Filme geçelim. Film benim için 50/50'den sonra Seth Rogen'ı barındırmasına rağmen insanı hüzünlendiren 2. film oldu. Sahne gereği ağır biçimde üzülmeniz gerekirken aralara serpiştirilen espriler nedeniyle filmin sonuna kadar tebessüm ederek geçiriyorsunuz.
İlk olarak film kadın yönetmeni nedeniyle duygusal bir film. Akış konusunda hiçbir eksiğini göremedim. Ne bir gereksiz sahne, sekans, ne de göze batan müzikler ve oyunculuklar vardı. Her şey yerli yerinde bırakılmış ve sonuna kadar da kesintisiz bu durum devam ediyor.
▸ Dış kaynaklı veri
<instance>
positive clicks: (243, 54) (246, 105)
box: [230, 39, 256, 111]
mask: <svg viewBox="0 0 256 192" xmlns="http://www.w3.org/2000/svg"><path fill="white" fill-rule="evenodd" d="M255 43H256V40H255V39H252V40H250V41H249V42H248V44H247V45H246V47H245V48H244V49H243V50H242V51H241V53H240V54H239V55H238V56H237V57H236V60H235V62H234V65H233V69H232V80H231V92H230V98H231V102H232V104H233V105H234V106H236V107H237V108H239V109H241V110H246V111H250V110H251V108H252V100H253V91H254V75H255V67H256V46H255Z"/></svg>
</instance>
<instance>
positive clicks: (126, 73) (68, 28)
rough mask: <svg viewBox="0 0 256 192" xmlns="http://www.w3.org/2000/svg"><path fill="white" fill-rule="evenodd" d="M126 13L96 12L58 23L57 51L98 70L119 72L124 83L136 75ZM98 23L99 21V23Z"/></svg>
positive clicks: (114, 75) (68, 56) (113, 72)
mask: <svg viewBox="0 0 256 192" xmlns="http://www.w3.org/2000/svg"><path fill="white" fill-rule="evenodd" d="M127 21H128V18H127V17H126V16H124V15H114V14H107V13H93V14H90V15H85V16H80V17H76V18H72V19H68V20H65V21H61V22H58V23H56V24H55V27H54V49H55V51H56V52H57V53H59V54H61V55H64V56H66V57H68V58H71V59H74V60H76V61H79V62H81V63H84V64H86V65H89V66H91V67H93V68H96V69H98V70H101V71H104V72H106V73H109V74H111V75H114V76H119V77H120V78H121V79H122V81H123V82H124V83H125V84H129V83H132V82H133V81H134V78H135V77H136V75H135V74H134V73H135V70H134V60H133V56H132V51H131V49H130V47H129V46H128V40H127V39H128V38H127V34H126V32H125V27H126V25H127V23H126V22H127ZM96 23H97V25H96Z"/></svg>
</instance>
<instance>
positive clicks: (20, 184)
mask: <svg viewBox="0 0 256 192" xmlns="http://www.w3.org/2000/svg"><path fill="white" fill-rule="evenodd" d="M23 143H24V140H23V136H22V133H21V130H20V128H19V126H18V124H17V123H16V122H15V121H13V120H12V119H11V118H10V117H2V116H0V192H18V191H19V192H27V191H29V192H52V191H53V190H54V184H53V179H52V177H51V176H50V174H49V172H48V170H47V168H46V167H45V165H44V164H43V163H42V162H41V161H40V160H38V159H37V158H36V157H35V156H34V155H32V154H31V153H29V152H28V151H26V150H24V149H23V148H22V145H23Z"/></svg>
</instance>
Blue Valentine'de hafızalara kazınan oyunculuğu ile Michelle Williams, burada yapacağını yapıyor ve ikinci kez evlilikten mutsuz olan kadın profili çiziyor.
Konu olarak bildiğimiz aşk hikayelerinden çok farklı bir hikayemiz var.
Genç eğlenceli çiftimizin mutluluğu yan dairesine taşınan yakışıklı bir komşu nedeniyle bozulma eşiğine gelir. Lou (Rogen), eşinin hareketlerinde bozulma sezse de anlam verememektedir, onun kendisini çok sevdiğini bilmektedir.
Bu şekilde başlayan hikayemizin devamı tam anlamıyla mesaj verici şekilde devam etmekte. Verdiği mesajı da doyurucu biçimde seyirciye yediriyor.
Tatlı ve gerçekçi bir film izlemek isteyenler için şiddetle tavsiye ediyorum.
Puanındaki 6.6 aldatmasın, bana göre en az 7,5 seviyelerinde olması gerekiyor.
Sarah Silverman'ı ise çok göremesek de, çıktığı her sahnede güldürdüğü için tebrik ediyoruz.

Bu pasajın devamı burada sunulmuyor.